Woman with Bell's Palsy-related synkinesis before selective myectomy and neurectomies
Woman with Bell's Palsy-related synkinesis after selective myectomy and neurectomies

Figure 3. A: Patient who had Bell’s Palsy and developed synkinesis (before treatment)

Figure 3. B: After depressor anguli oris selective myectomy and selective neurectomies targeting the mentalis muscle. 

Woman with Ramsay Hunt Syndrome-related synkinesis before selective myectomy and neurectomies for the mentalis muscle.
Woman with Ramsay Hunt Syndrome-related synkinesis after selective myectomy and neurectomies for the mentalis muscle.

Figure 4. A: Patient who had Ramsay Hunt Syndrome and developed synkinesis

Figure 4. B: After depressor anguli oris selective myectomy and selective neurectomies targeting the mentalis muscle. 

How Do I Know if My Mentalis Muscle Is Causing My Lower Lip To Stay High? 
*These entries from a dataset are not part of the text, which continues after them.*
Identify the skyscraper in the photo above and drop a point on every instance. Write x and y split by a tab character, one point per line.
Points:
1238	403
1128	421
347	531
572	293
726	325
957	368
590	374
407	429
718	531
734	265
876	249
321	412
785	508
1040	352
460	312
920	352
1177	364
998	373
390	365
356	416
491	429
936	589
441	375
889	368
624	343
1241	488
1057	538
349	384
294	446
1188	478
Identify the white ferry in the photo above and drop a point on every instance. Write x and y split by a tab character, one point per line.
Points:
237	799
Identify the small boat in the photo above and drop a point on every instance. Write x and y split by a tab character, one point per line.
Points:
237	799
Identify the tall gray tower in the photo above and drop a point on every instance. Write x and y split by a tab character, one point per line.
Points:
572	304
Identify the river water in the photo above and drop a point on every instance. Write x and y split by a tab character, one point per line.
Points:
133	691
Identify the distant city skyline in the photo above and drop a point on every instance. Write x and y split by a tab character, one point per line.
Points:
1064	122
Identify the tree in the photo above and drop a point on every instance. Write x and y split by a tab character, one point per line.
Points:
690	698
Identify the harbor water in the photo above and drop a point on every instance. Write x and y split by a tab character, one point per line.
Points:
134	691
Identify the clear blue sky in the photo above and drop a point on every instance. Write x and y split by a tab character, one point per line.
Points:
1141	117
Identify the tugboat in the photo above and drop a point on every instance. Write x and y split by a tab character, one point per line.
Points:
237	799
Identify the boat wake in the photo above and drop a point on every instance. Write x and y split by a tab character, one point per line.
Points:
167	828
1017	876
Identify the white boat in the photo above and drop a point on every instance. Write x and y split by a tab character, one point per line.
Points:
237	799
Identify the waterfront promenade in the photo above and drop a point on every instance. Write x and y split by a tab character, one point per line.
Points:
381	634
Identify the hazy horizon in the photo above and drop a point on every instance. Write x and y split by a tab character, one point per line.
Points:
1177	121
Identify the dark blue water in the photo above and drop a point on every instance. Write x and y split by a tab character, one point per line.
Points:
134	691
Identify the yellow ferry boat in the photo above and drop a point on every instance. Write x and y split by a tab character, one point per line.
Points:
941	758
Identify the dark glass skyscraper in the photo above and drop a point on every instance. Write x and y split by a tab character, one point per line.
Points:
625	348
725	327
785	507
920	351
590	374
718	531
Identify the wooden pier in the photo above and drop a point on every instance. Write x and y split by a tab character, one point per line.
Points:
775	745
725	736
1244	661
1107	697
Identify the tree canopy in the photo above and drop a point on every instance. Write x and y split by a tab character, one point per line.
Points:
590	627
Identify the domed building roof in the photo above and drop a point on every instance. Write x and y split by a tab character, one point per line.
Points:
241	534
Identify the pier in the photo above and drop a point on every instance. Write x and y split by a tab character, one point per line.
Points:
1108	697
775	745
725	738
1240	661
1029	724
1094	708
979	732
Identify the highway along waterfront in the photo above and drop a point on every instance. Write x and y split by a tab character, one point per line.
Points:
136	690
If you have complete flaccid (no motion and tone at all) facial paralysis, then the lower lip does not pull down because of a paralyzed depressor labii inferioris muscle- not because of a hyperactive mentalis. If you partially recovered and have synkinesis, then dimpling of the chin may suggest an overactive mentalis muscle, and exploring the option of weakening it may be worthwhile during the discussion with a specialist. 

How We Improve the Lower Lip Position in Synkinesis 

In order to weaken the mentalis muscle, two approaches can be taken:

  • Selective myectomy of the mentalis muscle, OR
  • Selective neurectomy of the nerves innervating the mentalis muscle

Our current approach is to weaken the mentalis muscle through selective neurectomies for the depressor labii inferioris muscle and selective myectomy for the depressor anguli oris muscle, such as in the patient in Figure 4.

We prefer this approach in most patients since: (1) We are already performing selective neurectomies, and this would be simply an extension of that procedure, and (2) We can avoid a potential contour deformity if we were to remove the muscle.

In summary, in patients with synkinesis, a common reason for the lower lip staying high and not depressing equally to the lower lip on the other side is a hyperactive mentalis muscle, which overpowers the lower lip depressor muscle (the depressor labii inferioris muscle). By weakening this muscle through selective neurectomy, we may obtain improved symmetry, oral function, and speech and possibly decrease lip biting.